While Counter serves beer and wine, its restaurants lean more toward traditional diner than gastropub.
Counter’s menu allows diners to customize their burgers, and includes a choice of beef, turkey and veggie patties, or grilled chicken. Diners can also choose from an array of cheeses, toppings and sauces. There are more than 300,000 combinations.
“People want to be in control of what they are eating,” Weinstein said. “We consider it the me generation. Everyone wants to personalize and customize, and Counter strives to give everyone the ability to do that in a fun, energetic forum.”
Although Weinstein considers Counter to be an original purveyor of the gourmet burger, new entrants have started an all-out burger war.
Umami Burger opened its first restaurant in February on La Brea Avenue south of Wilshire Boulevard, and the burger quickly gained a cult following.
Founder Adam Fleischman named the burger joint umami after the Japanese word meaning “tasty.” The word is also referred to as the fifth taste, a combination of the other four: sweet, salty, sour and bitter.

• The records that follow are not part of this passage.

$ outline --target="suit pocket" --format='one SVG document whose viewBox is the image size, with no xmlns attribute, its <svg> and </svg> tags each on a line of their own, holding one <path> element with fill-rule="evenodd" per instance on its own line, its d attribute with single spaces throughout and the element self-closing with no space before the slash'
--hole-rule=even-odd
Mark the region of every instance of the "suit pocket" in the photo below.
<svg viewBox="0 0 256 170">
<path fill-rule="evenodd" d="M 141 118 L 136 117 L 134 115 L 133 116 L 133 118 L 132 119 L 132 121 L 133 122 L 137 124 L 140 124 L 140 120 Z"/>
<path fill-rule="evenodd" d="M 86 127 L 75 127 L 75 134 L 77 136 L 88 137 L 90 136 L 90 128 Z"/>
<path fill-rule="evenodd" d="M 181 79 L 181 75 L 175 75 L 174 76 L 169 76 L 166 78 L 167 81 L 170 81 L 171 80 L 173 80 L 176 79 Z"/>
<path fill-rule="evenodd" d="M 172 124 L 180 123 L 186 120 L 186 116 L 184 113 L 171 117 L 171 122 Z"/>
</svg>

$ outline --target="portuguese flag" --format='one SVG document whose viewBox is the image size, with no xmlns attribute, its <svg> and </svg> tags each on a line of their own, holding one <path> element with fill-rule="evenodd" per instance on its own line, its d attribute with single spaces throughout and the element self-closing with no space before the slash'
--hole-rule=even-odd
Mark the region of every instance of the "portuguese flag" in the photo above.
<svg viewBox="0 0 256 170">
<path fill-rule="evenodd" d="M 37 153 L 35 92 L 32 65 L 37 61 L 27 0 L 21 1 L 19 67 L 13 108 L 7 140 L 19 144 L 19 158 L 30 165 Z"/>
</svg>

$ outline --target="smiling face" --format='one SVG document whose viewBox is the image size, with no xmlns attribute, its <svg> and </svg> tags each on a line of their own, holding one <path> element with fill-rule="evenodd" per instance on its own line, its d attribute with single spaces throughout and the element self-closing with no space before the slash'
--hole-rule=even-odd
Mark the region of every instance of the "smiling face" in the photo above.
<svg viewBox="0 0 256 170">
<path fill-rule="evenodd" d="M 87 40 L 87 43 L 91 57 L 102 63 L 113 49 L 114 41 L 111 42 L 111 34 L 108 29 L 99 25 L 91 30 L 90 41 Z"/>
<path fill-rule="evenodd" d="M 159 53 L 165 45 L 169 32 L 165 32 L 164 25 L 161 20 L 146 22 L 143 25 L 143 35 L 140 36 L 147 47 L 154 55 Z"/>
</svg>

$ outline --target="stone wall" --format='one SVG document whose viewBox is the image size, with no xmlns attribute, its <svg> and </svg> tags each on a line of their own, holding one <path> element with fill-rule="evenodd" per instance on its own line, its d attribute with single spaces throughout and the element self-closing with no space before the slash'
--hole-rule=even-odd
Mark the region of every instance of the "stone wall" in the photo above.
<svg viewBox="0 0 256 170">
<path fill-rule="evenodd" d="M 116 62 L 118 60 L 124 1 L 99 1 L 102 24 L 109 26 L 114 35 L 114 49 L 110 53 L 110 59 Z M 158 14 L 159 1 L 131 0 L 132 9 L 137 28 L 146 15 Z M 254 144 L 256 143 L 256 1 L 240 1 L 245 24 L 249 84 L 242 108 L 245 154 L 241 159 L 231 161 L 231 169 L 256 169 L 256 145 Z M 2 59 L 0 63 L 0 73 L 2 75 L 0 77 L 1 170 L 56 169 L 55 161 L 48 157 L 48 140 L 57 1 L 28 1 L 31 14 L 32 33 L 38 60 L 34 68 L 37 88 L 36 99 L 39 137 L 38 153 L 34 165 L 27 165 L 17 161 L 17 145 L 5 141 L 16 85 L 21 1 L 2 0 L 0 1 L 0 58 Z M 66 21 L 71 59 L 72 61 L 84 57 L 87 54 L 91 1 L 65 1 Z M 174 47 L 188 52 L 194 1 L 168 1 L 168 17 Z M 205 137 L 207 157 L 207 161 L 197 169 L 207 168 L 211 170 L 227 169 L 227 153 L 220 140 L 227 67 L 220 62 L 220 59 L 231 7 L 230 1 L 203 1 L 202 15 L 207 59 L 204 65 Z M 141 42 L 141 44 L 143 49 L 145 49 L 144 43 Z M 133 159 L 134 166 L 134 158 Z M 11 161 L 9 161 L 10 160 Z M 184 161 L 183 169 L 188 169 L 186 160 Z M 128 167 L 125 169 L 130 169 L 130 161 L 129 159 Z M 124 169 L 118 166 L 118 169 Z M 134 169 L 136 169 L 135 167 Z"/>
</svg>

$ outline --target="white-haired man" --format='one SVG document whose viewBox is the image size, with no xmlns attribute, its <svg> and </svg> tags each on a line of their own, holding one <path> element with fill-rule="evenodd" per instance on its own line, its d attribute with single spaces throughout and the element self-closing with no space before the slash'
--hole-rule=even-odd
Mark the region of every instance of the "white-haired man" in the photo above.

“Burgers are one of the most difficult things to do well,” Fleischman said. “We get steaks and grind them and remold them. We take a fine-dining approach to it, and everything we make is from scratch. I wanted to do them to the best they can be.”
Fleischman opened a second outpost in Los Feliz in October, a third in Hollywood last month and he will be launching an Umami Burger food truck in Santa Monica this month.
Fleischman said Umami Burger’s locations have served more than 100,000 burgers this year that range in price from $9 to $11, and he is projecting to cook up revenue of about $2.5 million with the three restaurants. By comparison, a single Burger King or Wendy’s does about $1.2 million to $1.3 million in sales per year, according to Technomic.
But it’s not just restaurateurs who are taking notice of the sizzling gourmet burger market. Fast-food giants and casual-dining chains have been adding premium burgers to their menus.
McDonald’s and Burger King launched Angus burgers earlier this year in order to cater to the appetite for upscale patties.
Meanwhile, family-dining chain Denny’s introduced its Better Burger in October. The revamped premium burgers are hand-pressed and come in five varieties.
“The ability to customize a burger and upscale into a premium quality meat are significant trends as to why the burger has continued to thrive even during the recessionary times,” Technomic’s Tristano said.
But as more players get into the gourmet burger game, will the appetite for premium beef subside?
“I think at some point, it will get oversaturated like everything else,” said Father’s Office owner Yoon. “You get a hint of success, and a lot of these places start opening new restaurants in a few years. I call that dangerous behavior of wanting to expand too quickly.”